50 objects for 50 years. No 14. Milton Keynes
Although the Open University is situated wherever they study their materials, on the bus, online, in the living room, it is also in a number of specific locations, in Wales, Scotland, Ireland and England. At the centre is the Milton Keynes site. Milton Keynes, a town founded in 1967 following the New Town Act of 1965, was itself new on the map when the OU opened. The new university had few facilities and had to use several former RAF huts and a former stud farm. Some OU activities were based in nearby villages and it was only in 1971 that a warehouse was acquired, at Wellingborough. Some staff found it difficult to find accommodation in the rural area where the new town was being built. An important role of Milton Keynes was expressed by the first Chancellor, Geoffrey Crowther. He opened the OU with the words:
This University has no cloisters – a word meaning closed. Hardly even shall we have a campus. By a very happy chance, our only local habitation will be in the new city that is to bear two of the widest ranging names in the history of English thought, Milton Keynes. But this is only where the tip of our toe touches ground; the rest of the University will be disembodied and airborne. From the start it will flow all over the United Kingdom.
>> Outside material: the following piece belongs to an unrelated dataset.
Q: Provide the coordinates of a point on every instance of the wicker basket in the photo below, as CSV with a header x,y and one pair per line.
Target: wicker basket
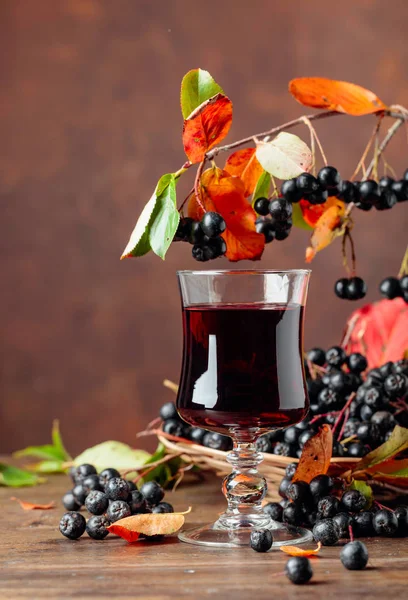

The new university was welcomed by the Milton Keynes Development Corporation but Milton Keynes was never intended to be the only site for the OU which appointed a Director of Regional and Tutorial Services, Robert Beevers, in February 1969.
Milton Keynes has benefitted socially and economically from the OU. The 70-acre site was to be the hub. The spokes of the university would be the regional centres. As the Panning Committee noted: ‘it will be upon the success of the Regional Directors that the corporate spirit of the University will largely depend’. Staff sit on governing bodies, run charities, have been elected to a variety of civic posts and have spent their earnings in the town.
An acknowledgement of the university is that it features among the 106 granite pillars of the Milton Keynes Rose located in Campbell Park. Created by Gordon Young in 2014, the Milton Keynes Rose is an open-air circle with the blocks in it. This picture features an OU student leaning on the OU pillar. This object reminds us that the OU is in Milton Keynes, but is only one aspect of the town and that the university exists far beyond Milton Keynes.